Reviewed by NEAL GENDLER
Sadie Rosen will never cook lunch in Seattle again.
Fired from the Green Onion, where she was sous-chef — the kitchen’s No. 2, in charge when the chef/owner is away — she’s been too humiliated to be employable in any respectable area restaurant.
Deep into Sadie on a Plate, we find out why. (A nice Jewish girl did what?)
But it won’t matter if she can win Chef Supreme, a grueling national TV competition in which she’s surprised to be a contestant.
A top-notch chef now with rock bottom self-esteem, she’s 27, about to dress for a temp-agency interview, when her phone rings.
It’s Adrianna Rogalsky in New York, calling from Chef Supreme, which author Amanda Elliot said was inspired by her love for the real program, Top Chef.
Sadie is flabbergasted. She’d applied six months ago, sending a video of her cooking matzo ball ramen.
It “looked fantastic,” Adrianna says. “We were all drooling.”
Being on Chef Supreme is a dream. Just being one of the four finalists attracts investors seeking a chef to open a new restaurant.
She tells Adrianna that she is “inspired by traditional Jewish cuisine,” which she’d like to update for broader appeal. In her mind’s ear, her dead Grandma Ruth, an ace cook, says: “Pastrami-spiked pork shoulder?”
Interviews and a cooking tryout in New York get her onto the show, which means six weeks under Adrianna’s drill-instructor control, living in company quarters with no telephone, internet, outside contact or sightseeing, and cameras present everywhere but the bathroom.
Two months after acceptance, Sadie is being flown to New York — business class. She’s next to a handsome, charming guy about her age with hands scarred like hers — chef’s hands. He’s Luke. They hit it off. Her mind hears Grandma Ruth ask: “Is he Jewish?”
After landing, they pull their suitcases to a speakeasy where he’s a regular for irregular food.
The attraction is electric. On the sidewalk before parting, they hold each other close, kissing.
Their attraction will become a distraction at Chef Supreme.
At Chef Supreme House, she meets her 11 competitors. They include four Joes; a young black woman named Nia who has researched all the competitors, their cooking styles and statistical chances of winning; Megan, a lesbian; and Kel, who uses they/them pronouns that become comic.
Last to arrive, to Sadie’s shock, is lithe, beautiful Kaitlyn, with whom Sadie worked early in their careers — tolerating each other in a thin bond of exhausting, sweaty toil.
Contestants will cook mostly in a large room containing 12 kitchen setups in two rows facing each other, sharing some appliances. Later they’ll cook outdoors for a large, fancy birthday picnic and then take over the kitchens of two top-end restaurants to cook for customers.
Across from Sadie is Bald Joe, who cooks Japanese food.

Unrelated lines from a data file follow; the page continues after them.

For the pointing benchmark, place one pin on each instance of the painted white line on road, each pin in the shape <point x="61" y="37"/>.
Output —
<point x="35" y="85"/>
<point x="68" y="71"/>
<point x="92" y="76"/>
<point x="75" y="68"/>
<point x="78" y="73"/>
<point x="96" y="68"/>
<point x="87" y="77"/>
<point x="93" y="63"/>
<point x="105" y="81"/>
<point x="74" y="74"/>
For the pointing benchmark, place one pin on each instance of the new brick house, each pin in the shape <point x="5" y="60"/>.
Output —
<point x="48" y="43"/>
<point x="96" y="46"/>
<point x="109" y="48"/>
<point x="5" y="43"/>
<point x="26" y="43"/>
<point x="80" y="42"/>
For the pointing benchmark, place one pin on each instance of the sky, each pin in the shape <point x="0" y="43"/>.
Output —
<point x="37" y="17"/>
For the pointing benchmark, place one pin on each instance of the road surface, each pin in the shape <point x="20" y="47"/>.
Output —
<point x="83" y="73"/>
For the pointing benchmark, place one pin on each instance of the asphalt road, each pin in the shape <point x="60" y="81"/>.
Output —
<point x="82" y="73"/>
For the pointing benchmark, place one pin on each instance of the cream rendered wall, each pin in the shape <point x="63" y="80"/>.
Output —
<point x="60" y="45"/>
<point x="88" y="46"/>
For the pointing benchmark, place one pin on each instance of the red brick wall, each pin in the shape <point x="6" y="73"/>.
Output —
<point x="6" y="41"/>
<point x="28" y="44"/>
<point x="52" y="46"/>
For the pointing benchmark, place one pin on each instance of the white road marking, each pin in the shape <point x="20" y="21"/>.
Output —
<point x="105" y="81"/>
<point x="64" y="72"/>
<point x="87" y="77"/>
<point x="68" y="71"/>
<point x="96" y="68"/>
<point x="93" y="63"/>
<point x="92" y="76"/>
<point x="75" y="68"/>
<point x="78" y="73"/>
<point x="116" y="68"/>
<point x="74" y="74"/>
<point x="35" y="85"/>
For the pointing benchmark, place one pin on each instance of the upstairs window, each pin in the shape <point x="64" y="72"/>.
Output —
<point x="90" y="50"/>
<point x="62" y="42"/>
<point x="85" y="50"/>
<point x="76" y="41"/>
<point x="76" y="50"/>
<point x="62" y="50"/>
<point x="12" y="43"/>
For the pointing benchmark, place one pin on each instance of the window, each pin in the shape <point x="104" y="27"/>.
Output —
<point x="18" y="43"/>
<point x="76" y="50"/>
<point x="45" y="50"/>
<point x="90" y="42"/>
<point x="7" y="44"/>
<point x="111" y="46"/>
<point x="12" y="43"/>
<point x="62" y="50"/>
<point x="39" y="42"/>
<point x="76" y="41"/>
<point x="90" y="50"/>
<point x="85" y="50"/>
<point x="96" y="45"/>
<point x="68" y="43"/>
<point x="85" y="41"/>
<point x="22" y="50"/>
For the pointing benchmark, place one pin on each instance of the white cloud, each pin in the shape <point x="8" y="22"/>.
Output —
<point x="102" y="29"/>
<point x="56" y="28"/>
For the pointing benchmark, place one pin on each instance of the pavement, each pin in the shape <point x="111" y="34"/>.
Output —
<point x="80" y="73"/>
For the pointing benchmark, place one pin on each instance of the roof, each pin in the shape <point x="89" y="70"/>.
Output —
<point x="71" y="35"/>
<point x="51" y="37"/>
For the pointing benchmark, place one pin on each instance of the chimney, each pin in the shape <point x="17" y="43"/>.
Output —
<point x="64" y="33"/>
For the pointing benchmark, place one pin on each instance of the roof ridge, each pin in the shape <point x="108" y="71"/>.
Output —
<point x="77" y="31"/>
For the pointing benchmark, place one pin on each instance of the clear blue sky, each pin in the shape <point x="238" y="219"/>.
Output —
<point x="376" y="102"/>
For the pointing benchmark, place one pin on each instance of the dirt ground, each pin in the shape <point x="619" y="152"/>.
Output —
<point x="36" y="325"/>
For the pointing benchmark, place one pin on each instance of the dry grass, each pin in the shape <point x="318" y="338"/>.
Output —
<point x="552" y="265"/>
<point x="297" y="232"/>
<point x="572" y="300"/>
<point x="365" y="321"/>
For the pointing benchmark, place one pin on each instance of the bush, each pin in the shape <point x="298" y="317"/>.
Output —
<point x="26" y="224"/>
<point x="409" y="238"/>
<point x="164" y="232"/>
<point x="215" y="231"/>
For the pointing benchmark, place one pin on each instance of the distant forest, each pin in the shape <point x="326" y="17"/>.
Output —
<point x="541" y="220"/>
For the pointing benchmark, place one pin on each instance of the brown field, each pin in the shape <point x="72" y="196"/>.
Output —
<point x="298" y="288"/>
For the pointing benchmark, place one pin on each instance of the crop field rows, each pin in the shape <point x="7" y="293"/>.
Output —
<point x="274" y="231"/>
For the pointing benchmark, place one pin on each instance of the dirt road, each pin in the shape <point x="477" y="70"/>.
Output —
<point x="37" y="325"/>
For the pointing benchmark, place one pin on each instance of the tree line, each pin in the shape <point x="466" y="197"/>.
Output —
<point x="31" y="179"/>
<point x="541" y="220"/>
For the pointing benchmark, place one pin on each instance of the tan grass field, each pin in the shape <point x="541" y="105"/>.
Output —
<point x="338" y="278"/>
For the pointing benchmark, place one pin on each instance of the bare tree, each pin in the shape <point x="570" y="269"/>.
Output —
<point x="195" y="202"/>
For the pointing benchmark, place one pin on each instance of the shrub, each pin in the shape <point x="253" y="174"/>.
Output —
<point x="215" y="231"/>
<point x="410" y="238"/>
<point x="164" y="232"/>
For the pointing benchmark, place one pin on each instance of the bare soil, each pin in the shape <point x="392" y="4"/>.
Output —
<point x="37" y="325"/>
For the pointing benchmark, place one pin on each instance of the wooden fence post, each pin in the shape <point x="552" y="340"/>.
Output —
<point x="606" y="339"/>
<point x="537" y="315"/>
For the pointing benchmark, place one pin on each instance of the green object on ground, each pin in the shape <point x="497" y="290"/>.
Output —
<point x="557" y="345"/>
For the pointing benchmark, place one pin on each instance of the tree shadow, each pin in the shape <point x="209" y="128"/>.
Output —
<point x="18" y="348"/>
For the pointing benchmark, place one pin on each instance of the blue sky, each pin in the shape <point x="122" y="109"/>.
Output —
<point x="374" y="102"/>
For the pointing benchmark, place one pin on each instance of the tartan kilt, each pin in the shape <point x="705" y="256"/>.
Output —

The chefs have 15 minutes to decide what they’re going to make, five minutes to grab ingredients from a pantry and 90 minutes to prepare four plates. Judges eliminate one or two contestants a week. Sadie fears the shame of being the first sent home.
For the first round, Sadie plans cornmeal knishes, “a crisp fried pocket of the smoothest, creamiest potatoes you’ve ever met,” offset by herring.
She returns from the pantry, ingredients in a wire basket, but before cooking starts, Maz, the diminutive, plastered-hair host, announces a surprise: They must trade baskets with the chef across from them. “Oh no,” Sadie thinks. “How in all the hells Judaism didn’t believe in was I going to make my dish out of miso paste and seaweed and rice?”
Improvising, she survives the first round. And goes on, round after round with her improvisations, emotional roller coaster and disasters: burned scallops, a bowl of herb slurry hitting the floor, most spilling out, and a plate sailing off a table, sending its contents onto an older couple’s elegant attire.
Does she win? What’s with Luke? Readers will find out.
Funny, mildly feminist and surprisingly engaging, Sadie on a Plate reveals the arduous, exacting tasks of making really good food.
Light as a soufflé, it’s delicious.
***
Neal Gendler is a Minneapolis writer and editor.